A Voluminous Celebration
9/26/2009

Forget partying like it's 1999. Researchers and historians around the globe have a better reason to celebrate Y2K—it's the 200th birthday of the Library of Congress.

The past two centuries have turned the library into a gold mine for people in search of practically anything. It began in 1800 as a modest medley of 740 books and three maps. It's ballooned to a colossal collection of 115 million books, recordings, maps, photographs and manuscripts.

Of course, the more stuff it accumulated, the more space the world's largest library needed. First housed in an office in the US Capitol, the LOC has sprawled into 530 miles of bookshelves and 22 reading rooms spanning three buildings.

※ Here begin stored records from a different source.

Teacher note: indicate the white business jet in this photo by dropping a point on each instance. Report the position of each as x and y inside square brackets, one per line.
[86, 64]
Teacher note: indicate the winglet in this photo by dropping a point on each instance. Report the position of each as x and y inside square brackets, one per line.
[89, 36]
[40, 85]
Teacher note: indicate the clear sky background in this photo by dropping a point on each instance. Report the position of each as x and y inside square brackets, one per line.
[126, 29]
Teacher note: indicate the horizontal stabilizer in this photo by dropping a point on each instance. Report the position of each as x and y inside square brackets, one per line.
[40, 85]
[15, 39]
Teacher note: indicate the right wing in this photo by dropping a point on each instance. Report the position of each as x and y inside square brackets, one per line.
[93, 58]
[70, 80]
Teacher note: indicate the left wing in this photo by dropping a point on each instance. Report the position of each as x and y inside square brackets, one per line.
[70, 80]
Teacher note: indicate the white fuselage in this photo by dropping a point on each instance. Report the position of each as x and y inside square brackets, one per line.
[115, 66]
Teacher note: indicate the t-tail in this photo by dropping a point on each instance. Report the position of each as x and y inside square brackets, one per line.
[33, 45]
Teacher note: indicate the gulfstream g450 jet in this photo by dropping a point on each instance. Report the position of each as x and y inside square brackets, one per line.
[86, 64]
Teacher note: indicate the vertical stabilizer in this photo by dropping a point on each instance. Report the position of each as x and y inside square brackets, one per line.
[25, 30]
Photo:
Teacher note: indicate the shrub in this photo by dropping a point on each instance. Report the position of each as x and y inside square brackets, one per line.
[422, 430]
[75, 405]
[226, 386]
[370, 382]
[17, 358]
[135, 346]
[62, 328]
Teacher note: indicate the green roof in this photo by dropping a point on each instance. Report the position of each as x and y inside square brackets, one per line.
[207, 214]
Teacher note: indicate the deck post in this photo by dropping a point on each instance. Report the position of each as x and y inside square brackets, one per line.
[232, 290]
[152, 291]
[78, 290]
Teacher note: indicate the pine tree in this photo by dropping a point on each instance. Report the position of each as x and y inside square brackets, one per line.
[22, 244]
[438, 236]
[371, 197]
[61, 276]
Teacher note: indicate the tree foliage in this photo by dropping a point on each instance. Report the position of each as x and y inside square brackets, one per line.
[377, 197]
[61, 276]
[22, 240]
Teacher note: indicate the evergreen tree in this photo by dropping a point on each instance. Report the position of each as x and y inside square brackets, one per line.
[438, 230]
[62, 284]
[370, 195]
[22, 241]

That's enough to make any research buff rejoice. So the library has planned a year's worth of festivities.

On its official birthday, April 24, the LOC will unveil a commemorative stamp and coins, publish a book on the institution's history, host performances by "living legends," open new exhibits on Thomas Jefferson and on L. Frank Baum's The Wizard of Oz, and seal a time capsule.

Later events include symposiums, a gala in October and the publication of an Encyclopedia of the Library of Congress in December.

The party planners have extended the bicentennial's historic impact with several ongoing projects. Poet Laureate Robert Pinsky's "Favorite Poem" campaign will leave a vocal imprint on the country's literary history by recording Americans reading their favorite poems. "Local Legacies" will document American cultural traditions.

And with the National Digital Library Program, the library is not only collecting history, it's making history. Millions of materials are just a click away at the American Memory Web site memory.loc.gov.

The bicentennial is also a celebration of Jefferson, the LOC's father. His love of books and oft-quoted belief that there was "no subject to which a Member of Congress may not have occasion to refer" led him to champion the library's expansion. After the Brits torched the Capitol in 1814 and destroyed most of the original collection, Jefferson sold his personal 6,487-volume library to Congress for just under $24,000.

Unfortunately, Jefferson's books suffered the same fate during another Capitol blaze on Dec. 24, 1851—two-thirds of his volumes were lost. For the bicentennial, the LOC has launched a worldwide search to reconstruct Jefferson's library. (To learn about the discovery of four of Jefferson's scrapbooks, see our April issue's Branching Out.)

Can't make it to Washington, DC, before the festivities wind down in December? You can take a virtual tour of the LOC's current exhibitions at www.loc.gov/exhibits.